People who suffer from an illness prior to a Covid-19 infection are more likely to experience a long illness after the infection, a new study has shown.
Researchers from King’s College London (KCL) found that individuals with illness before Covid-19 infection were almost twice as likely to suffer a long period of illness after infection than individuals who were symptom-free before infection. Post Covid-19 symptoms were found to be related to infection in some cases but were also ongoing manifestations of prior illnesses such as depression and asthma.
The findings are published on the preprint server MedRxiv and are not yet peer-reviewed, but the research has highlighted the need for a fuller exploration of patient history when examining long illness after a Covid-19 infection to ensure post Covid-19 illness and symptoms are treated appropriately.
Most people with Covid-19 recover completely within a few days or weeks.
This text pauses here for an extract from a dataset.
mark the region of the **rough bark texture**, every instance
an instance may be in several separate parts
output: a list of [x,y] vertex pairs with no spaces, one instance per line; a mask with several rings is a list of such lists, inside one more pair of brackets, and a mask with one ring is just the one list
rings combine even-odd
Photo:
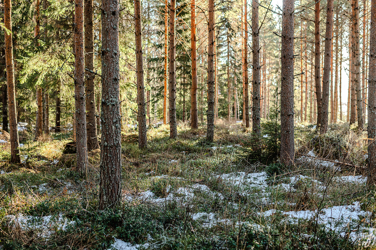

Others experience prolonged illness lasting over eight weeks, reporting ongoing symptoms including fatigue, ‘brain fog’, sneezing, a runny nose and headache long after infection, which may manifest as long Covid.
Using data from the Zoe System Study app, the researchers analysed data from over 23,000 people who tested positive for Covid-19. The participants reported their health at least once a week, before and after infection. Within this group, the researchers identified and assessed 1,350 participants who reported long-term symptoms after Covid- 19. This included individuals with symptoms at eight weeks and nearly 1,000 who had symptoms for more than 12 weeks. This data was compared with 1,350 individuals whose symptoms had resolved within four weeks.
The analysis showed that individuals with symptoms or illness before a Covid-19 infection were significantly more likely to have a lengthier illness duration.
Two-thirds of participants with an extended illness duration were well and healthy before they were infected by Covid-19. However, the remaining one-third, who had shown illness symptoms before infection, were almost twice as likely to experience a long period of illness after infection than those who were not ill before infection.
Lead author Professor Emma Duncan, from KCL, said: ‘Individuals with long symptom duration after SARS-CoV-2 need careful and holistic assessment. For many, their symptoms are new and represent an ongoing legacy after their Covid-19 illness. But for others, their symptoms may be ongoing manifestations of a prior non-Covid illness, such as asthma or depression. It is important that these other conditions are not missed, as they have well-established and effective treatments.’
Examining the data further revealed that individuals with long illness duration were also significantly more likely to have prior physical and mental health comorbidities. The researchers suggest that for some individuals, their long symptoms might be due to other underlying serious illnesses, such as asthma or lung disease, rather than due to SARS-CoV-2 infection itself.
Professor Duncan added: ‘If all long duration symptoms after Covid-19 are blamed automatically on SARS-CoV-2 infection, then we will miss the opportunity to treat other illnesses appropriately and to help patients recover as expeditiously as possible.’